Tim-medis RS Adam Malik bersama RSUD Dr.H. Amri Tambunan berhasil melaksanakan operasi coiling perdana pada pasien stroke. (Istimewa)
Share

Medan, ArmadaBerita.Com – Penanganan stroke akibat pecah pembuluh darah otak di Kabupaten Deli Serdang memasuki babak baru. RSUD Drs. H. Amri Tambunan untuk pertama kalinya berhasil melakukan tindakan coiling aneurisma secara langsung di rumah sakit tersebut, dengan pendampingan tim RS Adam Malik.

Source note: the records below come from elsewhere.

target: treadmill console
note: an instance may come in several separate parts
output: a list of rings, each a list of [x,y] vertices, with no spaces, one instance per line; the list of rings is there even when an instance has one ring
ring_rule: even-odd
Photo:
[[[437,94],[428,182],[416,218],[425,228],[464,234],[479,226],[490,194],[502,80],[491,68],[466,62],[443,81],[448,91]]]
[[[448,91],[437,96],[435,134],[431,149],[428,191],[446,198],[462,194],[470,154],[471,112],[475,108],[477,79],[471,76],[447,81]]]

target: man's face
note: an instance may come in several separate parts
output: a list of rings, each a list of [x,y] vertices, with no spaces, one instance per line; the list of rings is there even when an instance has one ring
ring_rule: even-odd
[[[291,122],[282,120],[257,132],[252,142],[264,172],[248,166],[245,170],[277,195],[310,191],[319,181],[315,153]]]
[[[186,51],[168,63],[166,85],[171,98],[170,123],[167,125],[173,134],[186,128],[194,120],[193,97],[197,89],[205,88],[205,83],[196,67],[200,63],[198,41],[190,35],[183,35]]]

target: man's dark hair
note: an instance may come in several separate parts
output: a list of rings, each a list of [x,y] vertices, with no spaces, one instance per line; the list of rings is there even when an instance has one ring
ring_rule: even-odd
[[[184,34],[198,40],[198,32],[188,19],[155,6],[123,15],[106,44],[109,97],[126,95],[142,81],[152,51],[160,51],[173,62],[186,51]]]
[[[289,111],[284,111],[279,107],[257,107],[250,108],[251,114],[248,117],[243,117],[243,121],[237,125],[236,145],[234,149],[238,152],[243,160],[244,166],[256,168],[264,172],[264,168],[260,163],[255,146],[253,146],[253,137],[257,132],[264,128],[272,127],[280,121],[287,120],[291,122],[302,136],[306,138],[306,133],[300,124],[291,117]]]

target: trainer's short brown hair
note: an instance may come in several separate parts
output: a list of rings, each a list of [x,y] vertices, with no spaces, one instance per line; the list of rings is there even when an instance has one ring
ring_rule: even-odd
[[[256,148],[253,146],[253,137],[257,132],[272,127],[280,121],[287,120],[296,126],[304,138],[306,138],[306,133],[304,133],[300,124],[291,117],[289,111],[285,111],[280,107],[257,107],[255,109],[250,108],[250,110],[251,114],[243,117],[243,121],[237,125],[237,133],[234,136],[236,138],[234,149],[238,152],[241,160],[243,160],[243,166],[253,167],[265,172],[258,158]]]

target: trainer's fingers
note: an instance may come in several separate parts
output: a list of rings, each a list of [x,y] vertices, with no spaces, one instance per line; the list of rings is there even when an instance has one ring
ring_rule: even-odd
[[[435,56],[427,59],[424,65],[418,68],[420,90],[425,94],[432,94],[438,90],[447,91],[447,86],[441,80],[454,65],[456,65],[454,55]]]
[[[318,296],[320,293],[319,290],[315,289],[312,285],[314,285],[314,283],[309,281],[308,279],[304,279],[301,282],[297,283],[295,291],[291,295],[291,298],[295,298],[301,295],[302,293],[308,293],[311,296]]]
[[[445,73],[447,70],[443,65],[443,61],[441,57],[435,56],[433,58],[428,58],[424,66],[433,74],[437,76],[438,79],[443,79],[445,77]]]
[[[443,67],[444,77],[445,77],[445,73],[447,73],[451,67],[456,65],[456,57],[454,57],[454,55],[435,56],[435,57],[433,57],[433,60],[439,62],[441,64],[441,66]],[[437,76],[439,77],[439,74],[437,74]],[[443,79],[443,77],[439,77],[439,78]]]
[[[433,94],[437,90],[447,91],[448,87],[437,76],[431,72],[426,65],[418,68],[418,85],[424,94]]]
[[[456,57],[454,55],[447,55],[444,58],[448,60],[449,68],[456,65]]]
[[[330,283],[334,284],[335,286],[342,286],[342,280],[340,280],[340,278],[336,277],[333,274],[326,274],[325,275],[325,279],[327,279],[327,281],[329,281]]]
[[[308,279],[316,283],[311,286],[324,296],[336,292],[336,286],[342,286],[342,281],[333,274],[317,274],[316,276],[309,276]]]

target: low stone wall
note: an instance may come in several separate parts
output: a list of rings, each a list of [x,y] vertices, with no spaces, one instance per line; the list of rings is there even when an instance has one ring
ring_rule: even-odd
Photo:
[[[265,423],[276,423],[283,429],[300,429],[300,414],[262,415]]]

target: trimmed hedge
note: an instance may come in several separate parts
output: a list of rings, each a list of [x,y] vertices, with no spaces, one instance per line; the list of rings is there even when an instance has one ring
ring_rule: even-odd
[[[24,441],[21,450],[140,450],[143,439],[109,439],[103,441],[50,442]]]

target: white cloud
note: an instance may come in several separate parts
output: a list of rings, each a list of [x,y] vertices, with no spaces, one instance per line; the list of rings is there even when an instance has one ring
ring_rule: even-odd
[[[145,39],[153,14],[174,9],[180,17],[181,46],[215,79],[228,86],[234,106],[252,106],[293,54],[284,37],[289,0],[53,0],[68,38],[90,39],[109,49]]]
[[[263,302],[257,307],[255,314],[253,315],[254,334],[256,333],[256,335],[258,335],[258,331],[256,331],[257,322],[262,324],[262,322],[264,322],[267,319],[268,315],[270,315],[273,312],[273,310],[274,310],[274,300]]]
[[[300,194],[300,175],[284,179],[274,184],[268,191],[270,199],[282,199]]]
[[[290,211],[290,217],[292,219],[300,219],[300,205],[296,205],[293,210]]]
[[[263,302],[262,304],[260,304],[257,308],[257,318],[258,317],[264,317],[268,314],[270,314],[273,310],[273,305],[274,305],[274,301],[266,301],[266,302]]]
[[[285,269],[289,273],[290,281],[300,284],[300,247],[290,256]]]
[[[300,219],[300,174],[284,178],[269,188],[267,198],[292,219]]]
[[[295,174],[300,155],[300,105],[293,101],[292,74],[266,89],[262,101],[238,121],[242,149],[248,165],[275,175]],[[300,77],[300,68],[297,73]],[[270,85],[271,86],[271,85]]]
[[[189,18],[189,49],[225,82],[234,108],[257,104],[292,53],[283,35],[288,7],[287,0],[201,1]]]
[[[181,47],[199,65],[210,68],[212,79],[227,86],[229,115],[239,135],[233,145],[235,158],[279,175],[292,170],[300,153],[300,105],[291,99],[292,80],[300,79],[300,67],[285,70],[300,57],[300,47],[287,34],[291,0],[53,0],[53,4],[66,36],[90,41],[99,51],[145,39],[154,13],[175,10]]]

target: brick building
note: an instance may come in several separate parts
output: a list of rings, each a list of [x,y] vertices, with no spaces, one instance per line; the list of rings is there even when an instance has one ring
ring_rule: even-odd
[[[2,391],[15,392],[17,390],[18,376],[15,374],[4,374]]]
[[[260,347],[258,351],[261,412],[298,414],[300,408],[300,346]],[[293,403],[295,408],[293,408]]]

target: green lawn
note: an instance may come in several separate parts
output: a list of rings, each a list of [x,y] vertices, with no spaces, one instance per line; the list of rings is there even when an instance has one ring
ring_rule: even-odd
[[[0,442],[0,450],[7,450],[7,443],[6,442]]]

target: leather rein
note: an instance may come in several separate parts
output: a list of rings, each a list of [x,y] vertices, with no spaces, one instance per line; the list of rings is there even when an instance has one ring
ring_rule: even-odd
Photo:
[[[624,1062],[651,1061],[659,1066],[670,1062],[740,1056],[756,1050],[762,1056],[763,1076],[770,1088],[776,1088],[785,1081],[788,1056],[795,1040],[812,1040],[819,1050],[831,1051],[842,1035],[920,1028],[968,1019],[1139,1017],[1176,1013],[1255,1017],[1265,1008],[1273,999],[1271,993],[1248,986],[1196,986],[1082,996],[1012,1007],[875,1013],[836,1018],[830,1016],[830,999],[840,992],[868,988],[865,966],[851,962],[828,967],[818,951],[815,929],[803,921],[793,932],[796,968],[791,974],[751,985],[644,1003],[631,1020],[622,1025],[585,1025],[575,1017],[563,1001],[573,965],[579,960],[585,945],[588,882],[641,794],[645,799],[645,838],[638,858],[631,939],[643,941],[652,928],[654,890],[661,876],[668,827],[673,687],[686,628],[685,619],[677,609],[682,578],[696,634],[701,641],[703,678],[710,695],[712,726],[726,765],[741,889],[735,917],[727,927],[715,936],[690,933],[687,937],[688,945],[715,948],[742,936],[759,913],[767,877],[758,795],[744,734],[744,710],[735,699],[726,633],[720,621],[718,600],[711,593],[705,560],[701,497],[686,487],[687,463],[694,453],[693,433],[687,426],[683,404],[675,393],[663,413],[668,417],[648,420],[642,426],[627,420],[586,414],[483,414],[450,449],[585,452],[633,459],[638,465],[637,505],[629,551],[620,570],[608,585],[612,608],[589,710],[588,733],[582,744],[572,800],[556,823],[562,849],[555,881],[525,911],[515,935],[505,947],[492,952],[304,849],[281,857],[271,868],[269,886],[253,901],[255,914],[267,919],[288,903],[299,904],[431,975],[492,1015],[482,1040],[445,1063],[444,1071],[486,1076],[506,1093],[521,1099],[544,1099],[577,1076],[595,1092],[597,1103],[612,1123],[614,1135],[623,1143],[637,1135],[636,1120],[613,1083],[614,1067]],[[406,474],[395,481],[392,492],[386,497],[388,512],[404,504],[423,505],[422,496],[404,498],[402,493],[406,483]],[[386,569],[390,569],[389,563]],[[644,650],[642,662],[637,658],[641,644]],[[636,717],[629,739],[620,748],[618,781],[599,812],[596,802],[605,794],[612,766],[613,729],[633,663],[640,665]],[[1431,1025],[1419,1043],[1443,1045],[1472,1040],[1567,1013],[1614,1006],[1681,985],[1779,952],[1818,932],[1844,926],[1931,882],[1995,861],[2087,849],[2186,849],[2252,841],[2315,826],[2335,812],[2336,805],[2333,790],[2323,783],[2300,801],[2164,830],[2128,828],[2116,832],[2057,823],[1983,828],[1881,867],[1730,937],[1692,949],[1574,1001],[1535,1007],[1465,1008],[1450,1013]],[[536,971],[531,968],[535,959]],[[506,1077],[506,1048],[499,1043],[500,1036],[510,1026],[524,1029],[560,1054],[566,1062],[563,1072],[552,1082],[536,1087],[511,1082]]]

Tindakan yang dilakukan pada awal Agustus 2026 itu menjadi bagian dari penguatan layanan rujukan stroke melalui program proctorship, yakni pendampingan sekaligus alih teknologi klinis kepada rumah sakit daerah. RS Adam Malik menjalankan peran sebagai rumah sakit pengampu regional untuk wilayah Sumatera bagian utara.

Kepala Departemen Neurologi RS Adam Malik, dr. Muhammad Ari Irsyad, M.Ked, Sp.BS, FBSV, mengatakan keberhasilan tindakan perdana tersebut menunjukkan bahwa kemampuan rumah sakit daerah dalam menangani kasus stroke berat mulai diperkuat.

“Kita menghadapi satu kasus stroke yang paling mematikan, namanya stroke aneurisma. Kita dari tim RS Adam Malik membantu dokter dari RSUD Drs. H. Amri Tambunan untuk melakukan tindakan perdana pada kasus stroke aneurisma, yaitu tindakan coiling aneurisma. Alhamdulillah berjalan dengan lancar,” ujar dr. Ari dalam siaran pers Tim Kerja Hukum dan Humas RS Adam Malik, Kamis (27/8/2026).

Coiling merupakan tindakan untuk menutup aneurisma, yaitu pelebaran abnormal pada pembuluh darah otak yang berisiko pecah dan menyebabkan perdarahan otak. Kondisi tersebut membutuhkan penanganan cepat karena dapat menyebabkan kecacatan berat hingga kematian.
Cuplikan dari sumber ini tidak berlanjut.